Re: Super-light trials unicycle - How I became a function first weight weenie.

> >
> > The polished aluminum looks great! How will it hold up against
> > oxidation and corrosion? *

I’m a retired ME with a metal finishing background, and as you’ll
notice below, I have way too much time on my hands.

For your particular application, you might try “Boeshield T-9.” It’s a
product orginally developed by Boeing Labs (the same as the aircraft
folks) under a military specification for inhibiting oxidation and
corrosion on both aluminum and ferrous alloys. It’s now licensed to a
3rd party chemical processor/distributor. It has the same orginal
Boeing formulation and reminds you of the new, “wet-look” you get when
spraying WD-40 on something. However, as it’s a penetrant, the shiny,
wet-look mysteriously hangs in there for months. It’s a spray on/wipe
off product, so to reapply it a 6-9 months later (depending on inland
vs coastal use), only takes a few seconds. You can get the stuff at:

http://www.boeshield.com/index.htm

Also, I’ve heard it’s available at Yamaha dealers and marine
dealerships, so you might try one of those for a local source.

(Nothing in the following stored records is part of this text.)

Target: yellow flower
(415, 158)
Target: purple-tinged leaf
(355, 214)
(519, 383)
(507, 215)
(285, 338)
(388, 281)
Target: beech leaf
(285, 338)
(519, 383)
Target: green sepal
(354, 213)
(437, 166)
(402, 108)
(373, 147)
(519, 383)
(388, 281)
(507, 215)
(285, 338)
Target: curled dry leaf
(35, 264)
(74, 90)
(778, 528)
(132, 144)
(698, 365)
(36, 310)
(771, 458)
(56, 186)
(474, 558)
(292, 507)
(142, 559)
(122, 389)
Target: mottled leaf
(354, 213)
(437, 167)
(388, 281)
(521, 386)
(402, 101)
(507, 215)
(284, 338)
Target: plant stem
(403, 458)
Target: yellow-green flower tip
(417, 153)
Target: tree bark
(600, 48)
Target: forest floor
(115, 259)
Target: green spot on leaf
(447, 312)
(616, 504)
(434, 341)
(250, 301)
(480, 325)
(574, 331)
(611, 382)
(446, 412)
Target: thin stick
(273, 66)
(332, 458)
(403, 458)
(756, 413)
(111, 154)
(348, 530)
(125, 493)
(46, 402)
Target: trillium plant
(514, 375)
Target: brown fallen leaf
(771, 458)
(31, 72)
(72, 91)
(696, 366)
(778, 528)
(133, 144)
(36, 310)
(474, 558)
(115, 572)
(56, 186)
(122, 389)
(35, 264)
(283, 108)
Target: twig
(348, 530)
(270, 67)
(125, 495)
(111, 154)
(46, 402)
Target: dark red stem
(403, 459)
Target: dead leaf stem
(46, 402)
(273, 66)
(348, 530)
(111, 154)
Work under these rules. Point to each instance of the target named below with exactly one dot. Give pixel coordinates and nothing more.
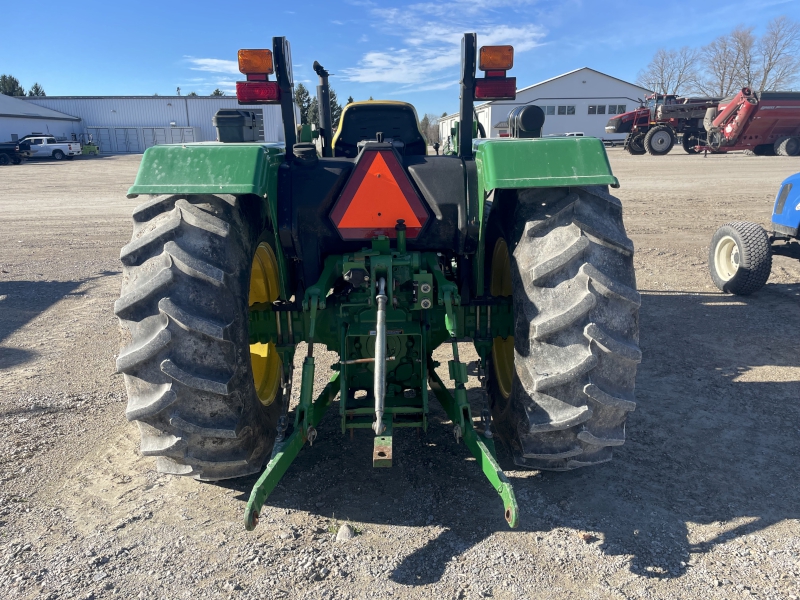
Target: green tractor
(360, 242)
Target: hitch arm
(284, 454)
(482, 449)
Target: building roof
(581, 69)
(35, 98)
(11, 106)
(559, 77)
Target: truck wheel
(659, 140)
(190, 273)
(740, 258)
(689, 141)
(636, 144)
(561, 387)
(787, 147)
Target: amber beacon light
(256, 62)
(257, 65)
(496, 58)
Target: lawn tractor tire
(659, 140)
(185, 303)
(562, 401)
(788, 146)
(635, 144)
(740, 258)
(689, 141)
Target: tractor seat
(362, 121)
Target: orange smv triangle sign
(379, 202)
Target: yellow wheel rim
(502, 348)
(264, 358)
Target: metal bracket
(382, 448)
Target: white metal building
(19, 118)
(577, 101)
(131, 124)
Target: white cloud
(213, 65)
(427, 40)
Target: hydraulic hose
(380, 357)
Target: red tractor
(764, 123)
(655, 125)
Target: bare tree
(779, 54)
(744, 45)
(722, 62)
(670, 71)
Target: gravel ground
(701, 502)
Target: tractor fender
(555, 162)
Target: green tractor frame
(364, 244)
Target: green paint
(535, 163)
(284, 453)
(209, 168)
(542, 162)
(481, 448)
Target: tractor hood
(622, 123)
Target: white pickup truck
(49, 147)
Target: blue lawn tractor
(740, 256)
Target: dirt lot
(701, 502)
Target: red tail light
(496, 88)
(258, 92)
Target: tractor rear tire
(789, 146)
(689, 141)
(635, 145)
(659, 140)
(185, 302)
(561, 390)
(740, 258)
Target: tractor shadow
(22, 301)
(712, 445)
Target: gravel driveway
(702, 501)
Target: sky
(385, 49)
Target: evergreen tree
(36, 90)
(9, 85)
(312, 114)
(303, 100)
(425, 126)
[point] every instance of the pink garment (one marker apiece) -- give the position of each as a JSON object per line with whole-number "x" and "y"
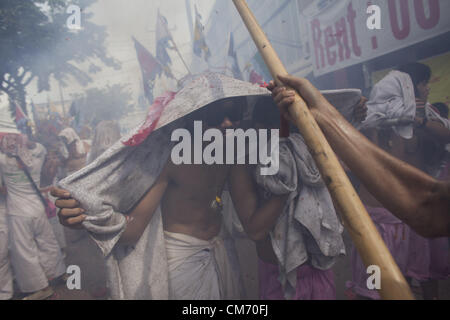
{"x": 396, "y": 236}
{"x": 312, "y": 284}
{"x": 427, "y": 258}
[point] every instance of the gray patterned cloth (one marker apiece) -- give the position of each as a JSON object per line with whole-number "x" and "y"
{"x": 113, "y": 184}
{"x": 308, "y": 231}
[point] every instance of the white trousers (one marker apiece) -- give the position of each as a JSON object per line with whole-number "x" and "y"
{"x": 201, "y": 270}
{"x": 35, "y": 254}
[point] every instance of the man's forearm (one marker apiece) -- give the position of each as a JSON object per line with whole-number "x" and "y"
{"x": 404, "y": 190}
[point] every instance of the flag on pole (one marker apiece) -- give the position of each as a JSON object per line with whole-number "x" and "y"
{"x": 200, "y": 45}
{"x": 232, "y": 59}
{"x": 150, "y": 68}
{"x": 163, "y": 37}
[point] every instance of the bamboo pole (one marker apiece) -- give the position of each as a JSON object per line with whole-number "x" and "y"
{"x": 355, "y": 218}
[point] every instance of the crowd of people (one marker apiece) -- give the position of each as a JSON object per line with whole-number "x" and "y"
{"x": 398, "y": 160}
{"x": 33, "y": 242}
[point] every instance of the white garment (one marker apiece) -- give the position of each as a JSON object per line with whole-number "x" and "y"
{"x": 200, "y": 269}
{"x": 392, "y": 98}
{"x": 70, "y": 135}
{"x": 433, "y": 115}
{"x": 7, "y": 123}
{"x": 35, "y": 253}
{"x": 6, "y": 288}
{"x": 22, "y": 199}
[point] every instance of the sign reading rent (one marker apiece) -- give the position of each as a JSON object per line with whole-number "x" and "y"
{"x": 339, "y": 36}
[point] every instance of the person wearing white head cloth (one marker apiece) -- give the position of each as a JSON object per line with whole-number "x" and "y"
{"x": 174, "y": 243}
{"x": 402, "y": 122}
{"x": 76, "y": 150}
{"x": 6, "y": 287}
{"x": 34, "y": 251}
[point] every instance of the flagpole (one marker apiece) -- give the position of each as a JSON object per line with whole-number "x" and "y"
{"x": 176, "y": 49}
{"x": 228, "y": 51}
{"x": 362, "y": 230}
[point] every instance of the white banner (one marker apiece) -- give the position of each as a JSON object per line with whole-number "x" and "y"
{"x": 339, "y": 36}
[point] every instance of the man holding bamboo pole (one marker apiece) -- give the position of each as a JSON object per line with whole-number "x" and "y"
{"x": 414, "y": 197}
{"x": 363, "y": 232}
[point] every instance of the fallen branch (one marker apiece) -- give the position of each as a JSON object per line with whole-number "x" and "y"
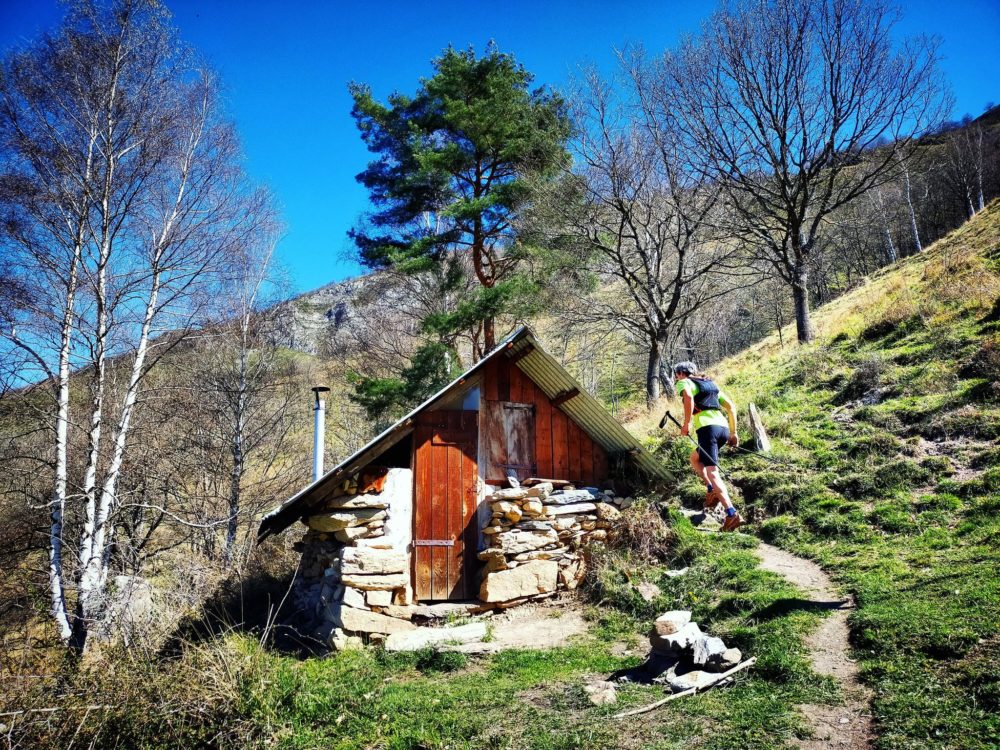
{"x": 721, "y": 677}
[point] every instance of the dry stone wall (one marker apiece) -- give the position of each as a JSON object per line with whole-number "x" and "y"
{"x": 535, "y": 535}
{"x": 356, "y": 561}
{"x": 355, "y": 574}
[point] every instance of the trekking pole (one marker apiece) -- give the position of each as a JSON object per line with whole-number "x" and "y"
{"x": 769, "y": 459}
{"x": 663, "y": 423}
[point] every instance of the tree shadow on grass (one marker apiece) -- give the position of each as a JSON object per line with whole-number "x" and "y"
{"x": 784, "y": 607}
{"x": 259, "y": 604}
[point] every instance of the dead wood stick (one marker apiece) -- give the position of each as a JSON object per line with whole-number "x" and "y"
{"x": 690, "y": 691}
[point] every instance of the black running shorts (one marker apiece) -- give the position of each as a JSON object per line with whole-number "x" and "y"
{"x": 710, "y": 439}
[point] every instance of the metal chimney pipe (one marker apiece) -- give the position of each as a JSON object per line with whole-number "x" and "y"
{"x": 319, "y": 430}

To get a mirror luster or mirror luster extreme on aluminum to start
with, you might try:

http://shorterlink.com/?UZQS3Q

Although the above addresses motorcycle applications, aluminum is
aluminum when it comes to polishing/buffing any aluminum plate, sheet
stock, extrusion, or casting alloy. It contains about every buff and
compound imagineable, the local retail sources for getting supplies,
as well as the guarded secrets of professional polishing shops. As DIY
poop like this is virtually non-existant, it’s worth its weight in
gold if you’re after a true mirror luster passing for the brightest
chrome plate. However, to keep it that way, you have to use a sealant.